Jack won a gold medal last year in the Gold Coast Commonwealth Games as part of the world record-breaking 4x100 women's freestyle team.
The Australian newspaper reported that the 20-year-old swimmer "mysteriously withdrew from the world championships" earlier this month citing "personal reasons".
"Officials initially failed to elaborate on the circumstances behind her exit," said The Australian. But the incident was revealed by a local media outlet on Saturday, which said that cause of the swimmer's withdrawal was due to "an abnormal A sample during routine, pre-competition testing".
The Australian quoted Jack as saying that she didn't "knowingly" take a banned substance.

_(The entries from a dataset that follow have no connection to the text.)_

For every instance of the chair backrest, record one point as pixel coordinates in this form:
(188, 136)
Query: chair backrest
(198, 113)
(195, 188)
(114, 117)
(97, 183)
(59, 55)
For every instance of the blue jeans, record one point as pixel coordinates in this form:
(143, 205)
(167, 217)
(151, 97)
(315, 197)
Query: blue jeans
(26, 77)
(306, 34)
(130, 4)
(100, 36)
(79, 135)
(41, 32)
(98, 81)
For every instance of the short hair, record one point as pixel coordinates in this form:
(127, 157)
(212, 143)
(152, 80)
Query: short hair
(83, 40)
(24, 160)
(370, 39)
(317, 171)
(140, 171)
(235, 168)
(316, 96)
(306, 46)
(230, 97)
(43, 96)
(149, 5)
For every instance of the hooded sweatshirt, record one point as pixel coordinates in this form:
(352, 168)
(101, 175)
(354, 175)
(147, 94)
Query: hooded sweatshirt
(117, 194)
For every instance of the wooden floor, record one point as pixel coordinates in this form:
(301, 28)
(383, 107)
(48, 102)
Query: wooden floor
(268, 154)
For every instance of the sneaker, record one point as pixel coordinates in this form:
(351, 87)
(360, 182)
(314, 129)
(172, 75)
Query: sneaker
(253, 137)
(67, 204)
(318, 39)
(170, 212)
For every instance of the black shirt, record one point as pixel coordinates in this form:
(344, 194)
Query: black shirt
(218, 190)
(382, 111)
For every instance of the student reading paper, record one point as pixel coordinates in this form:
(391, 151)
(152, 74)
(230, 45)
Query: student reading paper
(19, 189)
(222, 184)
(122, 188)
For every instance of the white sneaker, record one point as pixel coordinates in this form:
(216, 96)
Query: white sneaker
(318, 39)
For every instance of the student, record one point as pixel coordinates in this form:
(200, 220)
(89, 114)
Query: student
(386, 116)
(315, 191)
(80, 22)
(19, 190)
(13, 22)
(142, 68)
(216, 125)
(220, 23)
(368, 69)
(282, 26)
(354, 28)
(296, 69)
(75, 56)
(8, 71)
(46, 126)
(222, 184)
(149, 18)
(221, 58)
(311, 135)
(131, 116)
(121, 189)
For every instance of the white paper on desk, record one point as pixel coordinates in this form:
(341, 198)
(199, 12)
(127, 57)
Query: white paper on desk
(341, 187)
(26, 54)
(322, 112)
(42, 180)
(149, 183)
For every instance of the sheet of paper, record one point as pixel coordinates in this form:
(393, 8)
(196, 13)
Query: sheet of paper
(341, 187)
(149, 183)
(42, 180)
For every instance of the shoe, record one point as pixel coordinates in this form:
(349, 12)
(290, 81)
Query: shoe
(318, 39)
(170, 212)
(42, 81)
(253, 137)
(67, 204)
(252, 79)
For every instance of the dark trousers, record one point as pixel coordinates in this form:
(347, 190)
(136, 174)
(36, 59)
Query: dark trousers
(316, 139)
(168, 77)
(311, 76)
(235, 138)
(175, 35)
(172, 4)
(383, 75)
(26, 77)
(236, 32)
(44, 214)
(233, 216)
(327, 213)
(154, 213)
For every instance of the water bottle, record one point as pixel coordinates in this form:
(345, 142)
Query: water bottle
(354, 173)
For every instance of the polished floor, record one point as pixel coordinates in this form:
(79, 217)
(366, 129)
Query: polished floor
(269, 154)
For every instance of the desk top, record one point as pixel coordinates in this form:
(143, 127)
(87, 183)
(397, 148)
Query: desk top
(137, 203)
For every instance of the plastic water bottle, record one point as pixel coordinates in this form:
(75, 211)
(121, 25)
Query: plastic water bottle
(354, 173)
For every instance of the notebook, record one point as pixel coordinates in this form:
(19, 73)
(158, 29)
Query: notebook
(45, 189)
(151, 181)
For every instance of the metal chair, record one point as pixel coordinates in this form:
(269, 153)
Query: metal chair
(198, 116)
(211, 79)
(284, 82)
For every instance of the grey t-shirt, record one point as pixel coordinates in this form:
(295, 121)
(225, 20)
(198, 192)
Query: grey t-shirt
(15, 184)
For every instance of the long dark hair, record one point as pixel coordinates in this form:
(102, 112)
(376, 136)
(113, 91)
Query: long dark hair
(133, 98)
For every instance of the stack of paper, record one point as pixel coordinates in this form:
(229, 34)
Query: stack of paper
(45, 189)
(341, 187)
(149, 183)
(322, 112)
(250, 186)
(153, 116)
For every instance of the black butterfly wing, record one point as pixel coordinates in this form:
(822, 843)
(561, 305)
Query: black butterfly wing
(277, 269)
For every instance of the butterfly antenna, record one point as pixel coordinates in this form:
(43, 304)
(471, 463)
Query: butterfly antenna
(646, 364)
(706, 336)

"Swimming has been my passion since I was 10 years old and I would never intentionally take a banned substance that would disrespect my sport and jeopardize my career," she was quoted as saying.
In an official statement, Swimming Australia CEO Leigh Russell said: "As you would expect, we are bitterly disappointed with allegations a swimmer has a prohibited substance in her system, although it is important to point out that the matter is yet to be determined. We will continue to provide appropriate support for Shayna. We will also provide support for our team members who are still in Korea, and our team and our organization will continue to reaffirm our zero tolerance approach."
In its report, The Australian called the issue "an absolute disaster", after Australian swimmer Mack Horton courted controversy at the ongoing FINA World Championships in Gwangju, South Korea by snubbing China's Sun Yang on the podium, labelling him a "drug cheat".
Australian swimmers were kept in the dark about Jack's test result, the newspaper said. "It raises the question of whether Horton would have made his spectacularly public stand had he known a team-mate had just tested positive. He now must be feeling incredibly let down by his Australian team management."
Fellow Australian outlet 9News said in its report that "Australian swimmers have led the charge in criticizing drug cheats and tonight's bombshell may target them as hypocrites."